Preparing for an expert witness at trial? You probably are ready with the key cases of Sanchez (preventing experts from testifying about case-specific hearsay) and Sargon (prohibiting speculative opinions). Sargon has become the go-to objection for out-there expert opinions.
The talcum-powder manufacturer defendants raised Sargon in the mesothelioma case of Bader v. Johnson & Johnson, No. A158868 (D1d4 Dec. 23. 2022). The plaintiff recovered a $12 million verdict based in part on plaintiff’s expert’s novel opinion that fibrous talc causes cancer. The defendants argued that the broader consensus of experts did not agree with the plaintiff’s expert. So the defendants objected on the basis of Sargon Enterprises, Inc. v. University of Southern California (2012) 55 Cal.4th 747, 769.
But that was the wrong objection. The Court of Appeal noted that Sargon “does not speak to whether a theory has achieved a consensus in the field sufficient to render it "generally accept[ed].”” If the defendants wanted to object that the expert’s opinion was a novel theory not generally accepted within the relevant scientific community, “their motion to exclude did not challenge his testimony based on Kelly and its progeny.” So the objection was forfeited.
Had the defendants raised a Kelly objection, it could have come out either way, so the court did not express a view one way or the other.

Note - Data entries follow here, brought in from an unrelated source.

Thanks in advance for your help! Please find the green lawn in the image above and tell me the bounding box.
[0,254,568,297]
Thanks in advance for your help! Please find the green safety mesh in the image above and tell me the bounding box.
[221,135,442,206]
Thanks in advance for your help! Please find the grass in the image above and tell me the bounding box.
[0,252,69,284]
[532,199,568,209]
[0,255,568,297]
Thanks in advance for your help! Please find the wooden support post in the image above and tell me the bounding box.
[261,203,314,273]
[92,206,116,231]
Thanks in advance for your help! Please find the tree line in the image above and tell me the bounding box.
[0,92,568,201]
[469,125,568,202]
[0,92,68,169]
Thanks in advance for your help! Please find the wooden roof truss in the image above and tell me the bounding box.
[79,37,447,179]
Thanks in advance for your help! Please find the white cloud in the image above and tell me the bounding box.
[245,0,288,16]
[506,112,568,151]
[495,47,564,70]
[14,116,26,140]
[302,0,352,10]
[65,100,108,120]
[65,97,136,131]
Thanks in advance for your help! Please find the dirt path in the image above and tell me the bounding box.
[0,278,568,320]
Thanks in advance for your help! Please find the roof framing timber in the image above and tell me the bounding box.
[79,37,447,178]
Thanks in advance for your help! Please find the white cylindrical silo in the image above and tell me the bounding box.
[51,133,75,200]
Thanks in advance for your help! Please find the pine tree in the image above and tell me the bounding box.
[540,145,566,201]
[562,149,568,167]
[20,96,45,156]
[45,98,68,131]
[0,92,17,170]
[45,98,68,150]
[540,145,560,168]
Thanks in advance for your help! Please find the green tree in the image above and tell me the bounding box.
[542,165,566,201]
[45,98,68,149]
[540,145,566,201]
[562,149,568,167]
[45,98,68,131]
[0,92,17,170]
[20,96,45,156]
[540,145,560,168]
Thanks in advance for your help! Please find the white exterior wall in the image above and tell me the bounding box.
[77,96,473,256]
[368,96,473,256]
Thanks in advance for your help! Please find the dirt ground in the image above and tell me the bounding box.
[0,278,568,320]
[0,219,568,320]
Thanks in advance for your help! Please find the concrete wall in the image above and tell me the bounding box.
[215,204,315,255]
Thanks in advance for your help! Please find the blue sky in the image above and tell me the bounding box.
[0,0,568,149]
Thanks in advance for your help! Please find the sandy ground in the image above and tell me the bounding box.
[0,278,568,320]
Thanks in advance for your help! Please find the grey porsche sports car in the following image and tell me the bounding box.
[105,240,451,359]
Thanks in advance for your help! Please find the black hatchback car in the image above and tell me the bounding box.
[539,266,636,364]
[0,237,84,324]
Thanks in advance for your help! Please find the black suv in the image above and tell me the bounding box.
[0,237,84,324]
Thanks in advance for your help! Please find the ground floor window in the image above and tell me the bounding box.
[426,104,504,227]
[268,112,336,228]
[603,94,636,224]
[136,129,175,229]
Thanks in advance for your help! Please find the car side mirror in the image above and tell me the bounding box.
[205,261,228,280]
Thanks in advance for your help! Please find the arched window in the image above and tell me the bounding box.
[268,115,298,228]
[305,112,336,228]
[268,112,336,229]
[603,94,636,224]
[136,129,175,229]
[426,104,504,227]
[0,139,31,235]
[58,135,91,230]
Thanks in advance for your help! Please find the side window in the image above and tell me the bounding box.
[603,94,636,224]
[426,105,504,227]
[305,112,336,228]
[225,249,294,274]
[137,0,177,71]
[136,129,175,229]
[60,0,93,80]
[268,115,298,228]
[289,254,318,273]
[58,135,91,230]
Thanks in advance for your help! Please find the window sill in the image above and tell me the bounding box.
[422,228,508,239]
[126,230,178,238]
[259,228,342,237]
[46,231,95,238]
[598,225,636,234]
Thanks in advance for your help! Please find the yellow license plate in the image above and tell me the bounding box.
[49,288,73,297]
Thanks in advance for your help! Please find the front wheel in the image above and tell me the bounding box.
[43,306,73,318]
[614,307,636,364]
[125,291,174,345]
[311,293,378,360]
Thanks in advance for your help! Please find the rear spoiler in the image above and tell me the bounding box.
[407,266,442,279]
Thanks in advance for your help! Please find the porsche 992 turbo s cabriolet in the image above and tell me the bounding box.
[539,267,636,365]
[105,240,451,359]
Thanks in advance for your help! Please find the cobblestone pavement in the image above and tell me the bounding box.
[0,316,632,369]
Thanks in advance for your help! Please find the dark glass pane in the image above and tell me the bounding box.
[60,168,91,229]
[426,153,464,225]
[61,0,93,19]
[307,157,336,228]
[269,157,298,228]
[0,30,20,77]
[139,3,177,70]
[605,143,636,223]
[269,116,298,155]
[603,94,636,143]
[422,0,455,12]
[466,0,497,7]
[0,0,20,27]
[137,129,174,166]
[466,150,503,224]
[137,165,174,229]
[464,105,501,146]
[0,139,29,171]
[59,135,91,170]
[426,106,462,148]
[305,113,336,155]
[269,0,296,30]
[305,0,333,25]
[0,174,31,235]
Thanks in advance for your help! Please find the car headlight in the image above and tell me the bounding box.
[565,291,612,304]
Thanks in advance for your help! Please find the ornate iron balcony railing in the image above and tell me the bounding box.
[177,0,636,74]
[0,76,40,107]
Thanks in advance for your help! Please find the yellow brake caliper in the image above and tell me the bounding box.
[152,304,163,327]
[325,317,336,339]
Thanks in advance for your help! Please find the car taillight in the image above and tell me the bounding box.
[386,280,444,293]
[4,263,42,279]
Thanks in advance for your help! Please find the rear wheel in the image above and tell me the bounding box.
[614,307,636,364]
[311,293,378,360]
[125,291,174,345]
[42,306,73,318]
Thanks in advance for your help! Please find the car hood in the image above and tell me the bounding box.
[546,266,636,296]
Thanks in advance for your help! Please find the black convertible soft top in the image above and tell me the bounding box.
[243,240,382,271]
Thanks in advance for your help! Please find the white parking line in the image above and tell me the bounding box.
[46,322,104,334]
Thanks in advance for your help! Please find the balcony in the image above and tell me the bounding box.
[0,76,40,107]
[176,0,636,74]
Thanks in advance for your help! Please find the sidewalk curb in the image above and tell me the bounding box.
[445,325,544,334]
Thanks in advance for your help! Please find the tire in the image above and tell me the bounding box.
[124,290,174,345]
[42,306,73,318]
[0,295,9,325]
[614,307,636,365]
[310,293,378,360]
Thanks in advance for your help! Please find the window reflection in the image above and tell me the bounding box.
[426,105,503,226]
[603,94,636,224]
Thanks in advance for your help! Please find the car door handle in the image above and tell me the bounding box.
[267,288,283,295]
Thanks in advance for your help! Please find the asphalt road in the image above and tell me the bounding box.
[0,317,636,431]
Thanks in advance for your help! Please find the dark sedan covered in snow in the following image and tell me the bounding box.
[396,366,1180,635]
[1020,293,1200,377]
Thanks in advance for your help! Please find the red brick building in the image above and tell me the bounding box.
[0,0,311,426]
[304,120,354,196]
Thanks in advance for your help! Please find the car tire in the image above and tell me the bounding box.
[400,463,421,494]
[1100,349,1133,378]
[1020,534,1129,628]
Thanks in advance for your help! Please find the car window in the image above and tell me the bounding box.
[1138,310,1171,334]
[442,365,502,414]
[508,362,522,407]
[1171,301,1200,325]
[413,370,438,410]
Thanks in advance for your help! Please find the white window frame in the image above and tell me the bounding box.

But don’t feel too badly for the defendants’ attorneys: the Court of Appeal went on to hold that, even if the trial court erred in allowing the expert opinion to come in, the error was harmless and did not affect the result.
The Upshot: Don’t stop at Sargon! Sargon is not a substitute for objections to novel and not-generally-accepted scientific theories. For that, make sure to keep People v. Kelly (1976) 17 Cal.3d 24 in your expert-witness toolkit.